This Trinity release goes out under the name "Williamina Fleming".
Look for improvements to command line usage, logging, plugin dogfooding, and a less-crashy (but still experimental) new sync approach.
With each release we like to highlight one of the amazing women from history and present day. Meet [Williamina Fleming](https://en.wikipedia.org/wiki/Williamina_Fleming), a:
> Scottish astronomer. During her career, she helped develop a common designation system for stars and cataloged thousands of stars and other astronomical phenomena. Among several career achievements that advanced astronomy, Fleming is noted for her discovery of the Horsehead Nebula in 1888.
![Williamina portrait](https://upload.wikimedia.org/wikipedia/commons/thumb/7/79/Williamina_Paton_Stevens_Fleming_circa_1890s.jpg/200px-Williamina_Paton_Stevens_Fleming_circa_1890s.jpg)

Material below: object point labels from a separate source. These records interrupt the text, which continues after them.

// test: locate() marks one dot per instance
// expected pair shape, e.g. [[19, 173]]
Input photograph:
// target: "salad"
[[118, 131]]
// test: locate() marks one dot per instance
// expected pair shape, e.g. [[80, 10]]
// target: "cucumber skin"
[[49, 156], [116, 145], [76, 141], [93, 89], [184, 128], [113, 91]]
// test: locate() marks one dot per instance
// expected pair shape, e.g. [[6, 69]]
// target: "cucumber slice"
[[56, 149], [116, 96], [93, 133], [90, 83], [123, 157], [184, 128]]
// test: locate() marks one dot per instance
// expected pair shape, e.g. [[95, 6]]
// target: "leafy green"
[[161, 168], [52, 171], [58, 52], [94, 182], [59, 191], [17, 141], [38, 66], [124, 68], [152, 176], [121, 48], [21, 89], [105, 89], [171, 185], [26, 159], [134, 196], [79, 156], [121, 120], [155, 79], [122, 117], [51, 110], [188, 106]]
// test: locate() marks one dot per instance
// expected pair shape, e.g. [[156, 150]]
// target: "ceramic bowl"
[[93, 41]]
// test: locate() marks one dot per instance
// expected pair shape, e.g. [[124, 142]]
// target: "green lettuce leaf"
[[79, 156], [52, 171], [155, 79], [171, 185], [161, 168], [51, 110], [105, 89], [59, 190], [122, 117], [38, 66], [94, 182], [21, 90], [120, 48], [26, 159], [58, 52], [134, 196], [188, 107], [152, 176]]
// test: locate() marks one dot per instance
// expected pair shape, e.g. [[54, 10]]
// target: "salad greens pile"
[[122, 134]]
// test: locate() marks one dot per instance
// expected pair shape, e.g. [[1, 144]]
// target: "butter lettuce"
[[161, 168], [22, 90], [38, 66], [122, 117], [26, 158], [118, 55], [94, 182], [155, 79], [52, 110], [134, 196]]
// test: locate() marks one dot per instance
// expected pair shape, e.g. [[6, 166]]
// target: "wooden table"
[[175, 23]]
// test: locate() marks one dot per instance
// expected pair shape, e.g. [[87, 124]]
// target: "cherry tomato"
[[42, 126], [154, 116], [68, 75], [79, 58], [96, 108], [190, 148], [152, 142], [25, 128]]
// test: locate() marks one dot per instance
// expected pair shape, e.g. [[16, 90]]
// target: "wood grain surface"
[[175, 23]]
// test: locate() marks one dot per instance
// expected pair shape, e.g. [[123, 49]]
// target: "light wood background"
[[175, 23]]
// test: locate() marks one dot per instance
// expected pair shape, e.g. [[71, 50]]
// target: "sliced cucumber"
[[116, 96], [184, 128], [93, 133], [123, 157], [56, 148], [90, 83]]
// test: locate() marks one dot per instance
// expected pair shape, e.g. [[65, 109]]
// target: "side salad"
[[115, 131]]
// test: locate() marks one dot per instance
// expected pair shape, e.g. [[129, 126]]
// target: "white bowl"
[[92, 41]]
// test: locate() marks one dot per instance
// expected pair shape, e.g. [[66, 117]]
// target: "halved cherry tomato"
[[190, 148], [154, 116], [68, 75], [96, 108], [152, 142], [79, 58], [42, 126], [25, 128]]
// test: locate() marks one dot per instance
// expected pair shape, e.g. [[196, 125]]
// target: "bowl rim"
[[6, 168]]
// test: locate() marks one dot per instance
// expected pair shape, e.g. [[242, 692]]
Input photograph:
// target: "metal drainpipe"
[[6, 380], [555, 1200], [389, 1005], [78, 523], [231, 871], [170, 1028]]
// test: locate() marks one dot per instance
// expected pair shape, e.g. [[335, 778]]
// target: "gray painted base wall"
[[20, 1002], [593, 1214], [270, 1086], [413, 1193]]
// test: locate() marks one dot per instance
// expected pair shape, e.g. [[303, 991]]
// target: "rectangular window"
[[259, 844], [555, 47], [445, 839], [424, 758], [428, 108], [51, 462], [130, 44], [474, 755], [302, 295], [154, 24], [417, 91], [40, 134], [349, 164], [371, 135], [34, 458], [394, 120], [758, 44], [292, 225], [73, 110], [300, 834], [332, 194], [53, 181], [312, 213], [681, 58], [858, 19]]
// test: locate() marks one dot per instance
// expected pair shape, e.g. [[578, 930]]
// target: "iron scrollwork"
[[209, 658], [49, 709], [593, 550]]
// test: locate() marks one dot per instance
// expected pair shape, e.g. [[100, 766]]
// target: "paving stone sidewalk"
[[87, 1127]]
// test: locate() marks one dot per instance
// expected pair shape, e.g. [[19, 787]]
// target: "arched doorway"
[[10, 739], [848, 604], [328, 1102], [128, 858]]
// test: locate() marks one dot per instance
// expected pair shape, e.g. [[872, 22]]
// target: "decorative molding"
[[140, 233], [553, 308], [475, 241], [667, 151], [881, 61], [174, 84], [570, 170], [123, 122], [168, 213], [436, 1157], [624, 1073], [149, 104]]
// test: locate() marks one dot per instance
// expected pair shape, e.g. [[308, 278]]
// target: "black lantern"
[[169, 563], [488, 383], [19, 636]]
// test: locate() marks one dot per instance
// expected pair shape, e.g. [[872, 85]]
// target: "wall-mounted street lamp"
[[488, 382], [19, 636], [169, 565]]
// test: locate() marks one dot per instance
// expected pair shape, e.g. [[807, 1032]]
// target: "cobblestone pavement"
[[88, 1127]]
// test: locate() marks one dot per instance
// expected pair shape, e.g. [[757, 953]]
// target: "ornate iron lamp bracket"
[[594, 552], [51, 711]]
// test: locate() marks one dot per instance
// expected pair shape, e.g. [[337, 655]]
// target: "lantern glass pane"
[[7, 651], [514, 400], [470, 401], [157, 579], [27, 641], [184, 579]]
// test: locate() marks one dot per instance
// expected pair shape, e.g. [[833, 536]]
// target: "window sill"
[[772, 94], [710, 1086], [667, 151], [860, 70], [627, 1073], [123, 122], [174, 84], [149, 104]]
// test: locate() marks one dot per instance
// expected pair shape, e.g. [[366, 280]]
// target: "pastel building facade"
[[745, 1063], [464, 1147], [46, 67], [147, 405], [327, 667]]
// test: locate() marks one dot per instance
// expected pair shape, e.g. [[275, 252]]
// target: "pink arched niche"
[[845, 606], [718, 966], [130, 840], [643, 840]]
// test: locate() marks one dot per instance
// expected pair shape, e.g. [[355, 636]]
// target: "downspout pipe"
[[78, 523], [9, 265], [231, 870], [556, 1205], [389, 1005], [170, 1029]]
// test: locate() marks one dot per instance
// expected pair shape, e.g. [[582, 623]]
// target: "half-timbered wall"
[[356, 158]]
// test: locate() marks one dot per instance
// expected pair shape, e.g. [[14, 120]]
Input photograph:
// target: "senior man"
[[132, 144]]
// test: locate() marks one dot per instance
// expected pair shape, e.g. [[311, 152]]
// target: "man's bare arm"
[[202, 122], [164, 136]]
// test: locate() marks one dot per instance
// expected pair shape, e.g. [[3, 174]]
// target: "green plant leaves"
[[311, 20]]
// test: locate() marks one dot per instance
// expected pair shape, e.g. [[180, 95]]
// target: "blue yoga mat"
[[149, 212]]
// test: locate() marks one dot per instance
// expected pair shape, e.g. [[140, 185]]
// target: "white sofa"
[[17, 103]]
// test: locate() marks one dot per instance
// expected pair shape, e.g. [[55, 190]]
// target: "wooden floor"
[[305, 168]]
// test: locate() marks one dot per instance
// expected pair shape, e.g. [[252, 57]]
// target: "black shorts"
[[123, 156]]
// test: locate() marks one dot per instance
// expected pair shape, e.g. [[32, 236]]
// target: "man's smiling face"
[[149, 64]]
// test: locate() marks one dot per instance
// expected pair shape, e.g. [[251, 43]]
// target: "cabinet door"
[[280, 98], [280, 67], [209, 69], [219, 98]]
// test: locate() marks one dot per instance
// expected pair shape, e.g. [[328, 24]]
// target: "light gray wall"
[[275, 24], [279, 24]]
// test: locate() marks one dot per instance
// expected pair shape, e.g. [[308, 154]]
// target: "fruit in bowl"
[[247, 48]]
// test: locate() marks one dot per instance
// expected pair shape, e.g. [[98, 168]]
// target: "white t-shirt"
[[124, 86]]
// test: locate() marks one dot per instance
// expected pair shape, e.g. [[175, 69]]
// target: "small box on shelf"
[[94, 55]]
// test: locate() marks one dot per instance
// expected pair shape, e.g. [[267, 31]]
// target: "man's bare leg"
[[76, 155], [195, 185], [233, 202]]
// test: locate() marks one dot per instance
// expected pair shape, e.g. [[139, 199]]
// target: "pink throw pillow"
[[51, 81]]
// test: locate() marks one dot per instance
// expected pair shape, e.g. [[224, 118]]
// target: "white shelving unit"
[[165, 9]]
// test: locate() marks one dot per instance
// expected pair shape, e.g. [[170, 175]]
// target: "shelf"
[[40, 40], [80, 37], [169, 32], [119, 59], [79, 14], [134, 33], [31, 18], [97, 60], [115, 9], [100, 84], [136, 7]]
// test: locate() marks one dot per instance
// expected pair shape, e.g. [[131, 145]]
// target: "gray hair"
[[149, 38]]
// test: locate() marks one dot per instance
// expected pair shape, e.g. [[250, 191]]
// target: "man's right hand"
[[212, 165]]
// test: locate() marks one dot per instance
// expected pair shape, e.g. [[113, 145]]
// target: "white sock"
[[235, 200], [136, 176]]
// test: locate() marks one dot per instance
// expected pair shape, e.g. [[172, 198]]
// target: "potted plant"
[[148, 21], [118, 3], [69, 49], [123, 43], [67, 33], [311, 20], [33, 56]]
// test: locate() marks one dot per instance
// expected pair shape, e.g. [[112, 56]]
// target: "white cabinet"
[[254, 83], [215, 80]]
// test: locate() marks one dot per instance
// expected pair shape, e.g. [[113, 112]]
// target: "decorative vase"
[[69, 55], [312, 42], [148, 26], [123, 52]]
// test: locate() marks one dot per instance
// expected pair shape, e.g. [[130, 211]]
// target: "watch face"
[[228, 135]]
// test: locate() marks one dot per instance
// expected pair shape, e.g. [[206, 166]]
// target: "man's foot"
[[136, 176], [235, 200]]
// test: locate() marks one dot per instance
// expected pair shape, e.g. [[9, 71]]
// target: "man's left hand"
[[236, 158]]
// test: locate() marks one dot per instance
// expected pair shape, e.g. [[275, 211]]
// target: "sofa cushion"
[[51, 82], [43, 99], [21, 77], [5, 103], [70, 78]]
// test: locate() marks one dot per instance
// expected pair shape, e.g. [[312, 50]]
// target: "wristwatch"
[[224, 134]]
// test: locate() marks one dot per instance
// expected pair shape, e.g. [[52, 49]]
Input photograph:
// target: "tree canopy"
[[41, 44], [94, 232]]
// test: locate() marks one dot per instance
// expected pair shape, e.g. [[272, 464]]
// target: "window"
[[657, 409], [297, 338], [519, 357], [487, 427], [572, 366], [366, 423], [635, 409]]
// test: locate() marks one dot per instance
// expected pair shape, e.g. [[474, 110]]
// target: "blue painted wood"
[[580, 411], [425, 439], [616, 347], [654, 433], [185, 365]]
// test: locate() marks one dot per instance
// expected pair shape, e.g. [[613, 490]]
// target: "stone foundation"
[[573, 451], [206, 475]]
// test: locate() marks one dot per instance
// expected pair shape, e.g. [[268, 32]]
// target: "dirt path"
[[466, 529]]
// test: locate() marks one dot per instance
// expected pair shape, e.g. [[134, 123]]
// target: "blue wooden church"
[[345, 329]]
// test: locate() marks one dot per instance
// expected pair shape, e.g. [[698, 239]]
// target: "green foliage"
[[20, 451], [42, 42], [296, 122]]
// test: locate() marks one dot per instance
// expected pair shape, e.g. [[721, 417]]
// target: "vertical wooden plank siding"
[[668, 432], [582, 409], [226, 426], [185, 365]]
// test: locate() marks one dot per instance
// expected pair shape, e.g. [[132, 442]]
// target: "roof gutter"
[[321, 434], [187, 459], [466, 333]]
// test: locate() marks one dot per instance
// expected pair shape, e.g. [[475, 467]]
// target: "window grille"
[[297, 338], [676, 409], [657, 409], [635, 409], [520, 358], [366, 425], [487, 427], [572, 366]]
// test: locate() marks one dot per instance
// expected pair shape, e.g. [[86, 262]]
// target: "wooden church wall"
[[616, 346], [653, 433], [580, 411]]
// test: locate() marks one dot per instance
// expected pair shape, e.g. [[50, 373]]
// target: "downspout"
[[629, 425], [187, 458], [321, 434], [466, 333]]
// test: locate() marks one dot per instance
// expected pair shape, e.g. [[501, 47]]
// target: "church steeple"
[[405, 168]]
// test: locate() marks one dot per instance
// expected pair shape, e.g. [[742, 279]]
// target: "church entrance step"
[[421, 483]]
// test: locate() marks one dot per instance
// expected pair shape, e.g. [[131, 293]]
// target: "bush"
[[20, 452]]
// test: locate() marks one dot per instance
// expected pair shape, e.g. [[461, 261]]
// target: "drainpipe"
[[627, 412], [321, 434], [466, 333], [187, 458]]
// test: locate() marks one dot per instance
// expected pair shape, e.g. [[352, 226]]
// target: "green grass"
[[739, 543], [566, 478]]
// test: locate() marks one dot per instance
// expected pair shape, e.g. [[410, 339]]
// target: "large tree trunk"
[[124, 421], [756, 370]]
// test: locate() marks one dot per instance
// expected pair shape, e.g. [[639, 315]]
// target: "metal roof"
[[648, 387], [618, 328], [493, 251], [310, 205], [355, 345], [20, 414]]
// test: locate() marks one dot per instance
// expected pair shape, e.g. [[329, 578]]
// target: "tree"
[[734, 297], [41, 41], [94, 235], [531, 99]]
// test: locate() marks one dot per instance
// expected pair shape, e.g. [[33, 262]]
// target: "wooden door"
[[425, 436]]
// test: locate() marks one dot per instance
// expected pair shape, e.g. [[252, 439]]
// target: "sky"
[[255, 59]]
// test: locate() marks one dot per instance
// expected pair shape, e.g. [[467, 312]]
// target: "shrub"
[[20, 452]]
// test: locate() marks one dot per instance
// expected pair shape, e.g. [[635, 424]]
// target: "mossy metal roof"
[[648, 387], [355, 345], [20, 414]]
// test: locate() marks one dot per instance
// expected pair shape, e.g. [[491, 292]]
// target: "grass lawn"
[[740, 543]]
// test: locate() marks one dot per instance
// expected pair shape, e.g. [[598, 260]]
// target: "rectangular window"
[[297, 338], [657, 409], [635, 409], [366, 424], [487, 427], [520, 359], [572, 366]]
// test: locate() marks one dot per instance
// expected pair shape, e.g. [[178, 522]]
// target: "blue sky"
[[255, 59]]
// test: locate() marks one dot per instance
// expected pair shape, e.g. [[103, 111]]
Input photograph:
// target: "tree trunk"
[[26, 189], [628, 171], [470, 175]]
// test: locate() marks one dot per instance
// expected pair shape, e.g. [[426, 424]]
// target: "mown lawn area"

Of special note is `trinity --sync-mode=beam`. Beam Sync now crashes so much less that it's reasonable for adventurous folks to start experimenting with it. Beam Sync downloads just enough state to run the latest blocks, and is currently the best option for executing the latest mainnet blocks with Trinity. Note that the current Beam Sync implementation does eventually fall behind and stop syncing, but there are many options for performance improvement. In the current implementation, Beam Sync can run for a few hundred blocks if you sync against a peer on localhost.